Subject to regulation, another very important product for Asia is Golden Rice which should be ready for release to farmers by 2016 in the Philippines. Bangladesh has also assigned high priority to the product.

In the Americas the increased adoption of GM drought tolerant maize and transfer of this technology to selected countries in Africa will be important, as well as the adoption of the virus resistant bean developed in Brazil and scheduled for deployment in 2015. The stacked soybean launched in 2013 is expected to reach high adoption rates in Brazil and some neighbouring countries in the near-term.

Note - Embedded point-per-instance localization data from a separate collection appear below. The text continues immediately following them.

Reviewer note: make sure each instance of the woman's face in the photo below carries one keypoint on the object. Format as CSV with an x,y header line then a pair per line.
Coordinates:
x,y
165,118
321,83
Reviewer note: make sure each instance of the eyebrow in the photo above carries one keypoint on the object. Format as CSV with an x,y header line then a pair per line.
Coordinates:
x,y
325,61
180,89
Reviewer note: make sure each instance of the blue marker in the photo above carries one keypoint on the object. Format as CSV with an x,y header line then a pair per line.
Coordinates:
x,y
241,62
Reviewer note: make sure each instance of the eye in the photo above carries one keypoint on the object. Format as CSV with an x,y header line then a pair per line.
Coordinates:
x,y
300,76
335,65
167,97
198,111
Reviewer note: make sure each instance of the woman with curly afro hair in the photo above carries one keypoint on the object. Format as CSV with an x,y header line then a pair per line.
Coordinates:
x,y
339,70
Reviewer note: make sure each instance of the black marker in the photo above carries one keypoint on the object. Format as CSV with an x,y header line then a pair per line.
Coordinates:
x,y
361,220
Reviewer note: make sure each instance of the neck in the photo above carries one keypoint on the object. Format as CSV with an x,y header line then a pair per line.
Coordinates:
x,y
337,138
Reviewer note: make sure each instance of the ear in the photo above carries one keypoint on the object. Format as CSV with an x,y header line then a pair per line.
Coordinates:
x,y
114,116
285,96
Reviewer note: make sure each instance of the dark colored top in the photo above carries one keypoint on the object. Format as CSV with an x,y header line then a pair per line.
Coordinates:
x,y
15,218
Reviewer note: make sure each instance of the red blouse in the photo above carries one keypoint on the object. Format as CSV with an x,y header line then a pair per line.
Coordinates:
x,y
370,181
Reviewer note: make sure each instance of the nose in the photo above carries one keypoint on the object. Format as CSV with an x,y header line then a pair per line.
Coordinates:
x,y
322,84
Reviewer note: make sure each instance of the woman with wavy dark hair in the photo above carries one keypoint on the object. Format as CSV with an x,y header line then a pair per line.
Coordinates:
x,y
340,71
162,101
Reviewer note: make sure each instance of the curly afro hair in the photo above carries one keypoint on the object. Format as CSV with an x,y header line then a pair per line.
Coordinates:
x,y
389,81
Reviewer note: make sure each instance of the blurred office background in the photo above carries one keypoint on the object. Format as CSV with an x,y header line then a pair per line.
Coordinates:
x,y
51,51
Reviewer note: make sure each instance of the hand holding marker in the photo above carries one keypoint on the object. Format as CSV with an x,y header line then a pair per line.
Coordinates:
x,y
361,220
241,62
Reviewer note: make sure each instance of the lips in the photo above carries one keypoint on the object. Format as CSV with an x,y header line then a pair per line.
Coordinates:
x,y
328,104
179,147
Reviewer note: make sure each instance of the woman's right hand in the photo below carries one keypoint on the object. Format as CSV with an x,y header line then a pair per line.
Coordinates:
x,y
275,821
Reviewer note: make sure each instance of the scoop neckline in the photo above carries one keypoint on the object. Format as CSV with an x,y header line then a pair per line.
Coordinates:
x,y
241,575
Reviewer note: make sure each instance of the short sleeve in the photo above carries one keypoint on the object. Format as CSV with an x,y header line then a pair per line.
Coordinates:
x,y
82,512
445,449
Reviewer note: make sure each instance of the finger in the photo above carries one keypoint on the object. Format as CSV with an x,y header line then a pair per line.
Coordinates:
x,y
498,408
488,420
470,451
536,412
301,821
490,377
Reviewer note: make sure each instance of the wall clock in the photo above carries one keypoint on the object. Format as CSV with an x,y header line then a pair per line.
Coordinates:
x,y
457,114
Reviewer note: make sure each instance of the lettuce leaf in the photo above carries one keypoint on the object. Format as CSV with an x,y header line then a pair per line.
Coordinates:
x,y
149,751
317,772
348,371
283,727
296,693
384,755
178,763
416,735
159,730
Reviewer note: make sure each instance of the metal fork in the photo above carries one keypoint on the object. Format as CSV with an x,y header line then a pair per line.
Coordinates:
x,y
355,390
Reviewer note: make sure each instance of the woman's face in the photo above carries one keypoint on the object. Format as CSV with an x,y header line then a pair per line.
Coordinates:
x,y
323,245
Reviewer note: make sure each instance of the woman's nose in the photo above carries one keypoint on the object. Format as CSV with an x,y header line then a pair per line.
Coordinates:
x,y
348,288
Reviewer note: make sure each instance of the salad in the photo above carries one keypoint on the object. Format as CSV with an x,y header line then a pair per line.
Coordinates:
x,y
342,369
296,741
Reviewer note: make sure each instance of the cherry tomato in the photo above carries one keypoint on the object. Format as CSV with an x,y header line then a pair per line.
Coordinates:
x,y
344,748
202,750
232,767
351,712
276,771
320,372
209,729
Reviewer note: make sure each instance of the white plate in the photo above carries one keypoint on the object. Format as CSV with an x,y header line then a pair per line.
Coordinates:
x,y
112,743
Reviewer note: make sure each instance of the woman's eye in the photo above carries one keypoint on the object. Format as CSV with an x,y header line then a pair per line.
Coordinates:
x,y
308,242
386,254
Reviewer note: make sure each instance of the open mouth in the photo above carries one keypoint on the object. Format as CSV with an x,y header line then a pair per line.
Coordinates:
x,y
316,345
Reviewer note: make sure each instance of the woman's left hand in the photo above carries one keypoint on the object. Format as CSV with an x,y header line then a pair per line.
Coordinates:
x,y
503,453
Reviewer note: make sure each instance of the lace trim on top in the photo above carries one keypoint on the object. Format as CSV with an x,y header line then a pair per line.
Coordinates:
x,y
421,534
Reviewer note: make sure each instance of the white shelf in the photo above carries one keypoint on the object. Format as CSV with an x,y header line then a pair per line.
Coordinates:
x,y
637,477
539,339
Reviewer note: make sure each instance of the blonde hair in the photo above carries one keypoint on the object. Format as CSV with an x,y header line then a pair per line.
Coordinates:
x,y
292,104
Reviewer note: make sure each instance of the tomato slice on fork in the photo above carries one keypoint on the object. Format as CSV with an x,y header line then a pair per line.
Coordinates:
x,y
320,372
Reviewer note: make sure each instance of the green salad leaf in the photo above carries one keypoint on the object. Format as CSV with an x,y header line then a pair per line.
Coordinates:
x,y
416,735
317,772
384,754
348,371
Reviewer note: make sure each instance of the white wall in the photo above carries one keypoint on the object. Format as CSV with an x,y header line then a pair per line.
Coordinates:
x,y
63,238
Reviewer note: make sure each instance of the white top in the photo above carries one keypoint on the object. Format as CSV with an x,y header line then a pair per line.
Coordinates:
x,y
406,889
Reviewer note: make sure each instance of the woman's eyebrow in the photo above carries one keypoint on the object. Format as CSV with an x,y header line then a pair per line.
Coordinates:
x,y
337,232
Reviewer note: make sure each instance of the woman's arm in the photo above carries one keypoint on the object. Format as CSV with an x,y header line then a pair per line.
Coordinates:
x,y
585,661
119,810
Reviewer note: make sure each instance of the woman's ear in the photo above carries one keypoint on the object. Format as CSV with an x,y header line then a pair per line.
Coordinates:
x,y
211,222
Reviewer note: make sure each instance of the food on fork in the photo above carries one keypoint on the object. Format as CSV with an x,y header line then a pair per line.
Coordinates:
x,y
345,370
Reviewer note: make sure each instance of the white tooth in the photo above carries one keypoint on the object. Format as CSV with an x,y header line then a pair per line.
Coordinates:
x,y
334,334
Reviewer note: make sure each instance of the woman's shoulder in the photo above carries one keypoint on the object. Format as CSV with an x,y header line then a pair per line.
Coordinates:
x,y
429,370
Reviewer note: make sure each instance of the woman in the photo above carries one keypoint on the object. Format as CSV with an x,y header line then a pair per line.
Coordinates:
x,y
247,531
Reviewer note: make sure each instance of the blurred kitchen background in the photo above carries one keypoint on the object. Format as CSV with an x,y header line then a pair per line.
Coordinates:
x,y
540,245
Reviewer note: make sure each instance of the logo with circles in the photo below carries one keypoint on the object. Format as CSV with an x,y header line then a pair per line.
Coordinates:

In Africa there are three countries, South Africa, Burkina Faso and Sudan already successfully commercialising GM crops and the hope is that several of the seven additional countries currently field-testing GM crops will graduate to commercialisation. The early predominant products that will likely feature are the well-tested GM cotton and maize, and subject to regulatory approval, the very important drought tolerant maize scheduled for 2017. Hopefully, one of several orphan crops such as the insect resistant cowpea will also be made available in the near-term so that farmers can benefit from them as early as possible.